Поставив Вигдорчик единицу за «шумение в классе», учитель сказал:
— Гибель пернатого была неизбежна. Как я уже выразил выше, наука не терпит нежнодушия. Или ты, не трепеща, кладешь руку в огонь познавания, или сидишь дома и рукодельничаешь там варенья и соленья. Весы науки не колебещутся ни разу.
Не взглянув на нас и не дожидаясь звонка, «Фома» вышел из класса.
И мы остались одни в холодном мире, в безвоздушном пространстве, где весы науки пребывали в вечном и величавом равновесии. И где трепетная ткань сердца была лишь объектом для опытов…
Наше предположение казалось невероятным, но оно подтвердилось: «Фома» был влюблен. Мы открыли это по блеску его глаз, когда он говорил о ней, о любимой, по интонации голоса, которая не лжет даже тогда, когда лгут слова.
Его любимая была прекрасна. Она являлась к нему по вечерам, когда воздух начинал синеть. Порой она туманилась под вуалью, но, когда она была спокойна, ничего не могло быть прелестнее ее скольжений среди хрупкого стекла приборов с их радужными отливами.
Ибо женщина, любимая «Фомой», была луна.
Он уделил ей множество учебных часов, урезав, таким образом, все остальные области неба, вплоть до метеоритов, которые он зачеркнул одним движением руки.
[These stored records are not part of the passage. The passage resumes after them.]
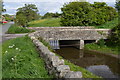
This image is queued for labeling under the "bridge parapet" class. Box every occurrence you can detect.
[30,28,111,49]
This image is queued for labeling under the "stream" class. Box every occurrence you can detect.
[55,47,120,78]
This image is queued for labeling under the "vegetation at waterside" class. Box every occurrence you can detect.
[2,36,53,79]
[61,2,118,26]
[85,43,120,54]
[85,39,120,54]
[39,38,101,78]
[7,24,34,34]
[28,18,60,27]
[15,4,40,27]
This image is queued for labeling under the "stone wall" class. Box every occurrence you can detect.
[28,32,82,79]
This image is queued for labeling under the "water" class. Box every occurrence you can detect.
[56,47,120,78]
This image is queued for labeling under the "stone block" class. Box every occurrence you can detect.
[64,71,82,78]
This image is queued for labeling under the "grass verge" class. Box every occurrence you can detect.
[95,18,118,29]
[39,38,101,78]
[2,36,52,78]
[7,24,34,34]
[29,18,60,27]
[29,18,118,29]
[85,43,120,54]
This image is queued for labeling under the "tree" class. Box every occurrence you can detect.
[61,2,117,26]
[42,12,61,19]
[0,0,6,15]
[16,4,39,26]
[108,1,120,47]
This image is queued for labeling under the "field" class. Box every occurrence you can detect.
[28,18,118,29]
[28,18,60,27]
[2,36,52,78]
[7,24,34,34]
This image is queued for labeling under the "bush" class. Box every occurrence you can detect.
[2,36,53,80]
[61,2,117,26]
[7,24,33,34]
[97,39,105,47]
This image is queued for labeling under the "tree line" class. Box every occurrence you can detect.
[61,2,118,26]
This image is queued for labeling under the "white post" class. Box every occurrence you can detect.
[80,40,84,49]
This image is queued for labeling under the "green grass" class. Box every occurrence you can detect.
[29,18,60,27]
[39,38,101,78]
[29,18,118,29]
[85,43,120,54]
[2,36,52,78]
[95,18,118,29]
[7,24,34,34]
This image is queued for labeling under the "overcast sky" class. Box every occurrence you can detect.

Занявшись луной с особым вниманием, мы узнали о ней много любопытного. Мы узнали, что она, подобно воробью в колпаке, лишена воздуха, «этой пищи для дыхания». Но что это несущественно, узнали мы: дышать там некому. «Ибо луна мертва».
С неимоверной силой было нам описано мрачное великолепие черного (из-за отсутствия атмосферы) небесного свода. Бредовая отчетливость созвездий. Громада Солнца, повисшая в ледяной ночи. И наконец, пылание багрового и косматого шара, занимающего полнеба. Пылание нашей Земли.
А на самой луне — ни воздуха, ни воды, ни звука, ни ветра, ни прохлады, ни сырости. Одно только чередование света и тени, стужи и зноя. Ощеренные меловые бугры и черные впадины планетарного скелета.